Wednesday, February 12th, 2014 by
Most are familiar with the dazzling leotards, skirts, and costumes in which ice skaters perform. Zahra Lari, an 18-year-old from the United Arab Emirates, is making an addition to her outfit: a hijab.
Zahra Lari, an 18-year-old girl from the United Arab Emirates, is the first figure skater from the Gulf region to participate in international skating competitions and to do so wearing the hijab, the Islamic headscarf.
Her costumes are also always in line with Islamic tradition. While she is not able to compete in the 2014 Winter Olympic Games in Sochi, Russia, Zahra is ready to be the first figure skater to wear a hijab during the next World Championships and the 2018 Olympics in Pyeongchang, South Korea.

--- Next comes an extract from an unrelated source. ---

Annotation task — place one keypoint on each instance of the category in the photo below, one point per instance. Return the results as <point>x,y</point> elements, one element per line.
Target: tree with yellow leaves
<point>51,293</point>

Zahra revealed that she decided she wanted to become an ice-skater, at the age of 11, after seeing the Disney movie, ‘Ice Princess,’ when she realized that skating can be a form of artistic expression. Now, she is called the ‘Ice Princess’ in her home country, where ice skating is not a typical sport.
Her father took her to an ice skating rink, where she started taking lessons with Noemi Bedo, the Romanian head coach of the Zayed Sports City. In an interview the young figure skater recalls: “Initially, I was only coming on Thursdays for one hour, because it was ladies day. But Noemi stressed that I needed to come more often. She said she noticed that I had a natural ability for figure-skating, so she encouraged me to make a bigger commitment.”
Since then, she has been practicing twice a day, six days a week, as she is determined to reach her full potential. Zahra believes that, without her constant hard work, talent wouldn’t be enough. She gets up at 4:30am to practice before school and returns at 4pm to practice for one hour and a half. She likes to choose her own music for her routines.
Her father was initially reluctant to let her compete, as he believed that she would be dancing in front of a male audience. Her American-born mother eventually convinced him that Zahra was not only doing anything anti-Islamic, as she was covered up. She started taking part in national competitions.
Zahra’s first international competition was in 2012, when she skated in the junior category of the European Cup in Canazei, Italy. She finished in the top 15, which she is proud of, especially considering the fact that most of the other skaters had started much earlier than she had and they had already gained considerable competition experience.
In 2013, she was the only figure skater from the Gulf region to participate in the European Criterium Cup in Budapest, Hungary, where she won first place in one of the categories. In 2014, Zahra finished 12th in the Skating Union competition held in Slovakia, and is preparing to attend the World Junior Figure Skating Championships competition in March 2014. For the future, she hopes to participate in more competitions, gain more experience and make her country proud.
Zahra’s example has inspired other young girls from her country to take up figure skating, so she hopes that ‘once I stop we do have other people who are going to compete internationally.’
The young figure skater also has high academic ambitions. She wishes to get a degree in Human Resource Management at Zayed University.
While some people in her country have questioned her passion for figure skating, Zahra has not doubted herself for one second: “I don’t listen to that. A girl doesn’t have to stay at home and do nothing.”
Zahra tries to be a good role model for other girls and young women in the Emirates and the Gulf region. In terms of advice, she once stressed: “I want to encourage girls to follow their dreams. Even though someone tells you that you can’t do something, if you love it, just go after it and work hard and your dreams will come true eventually.”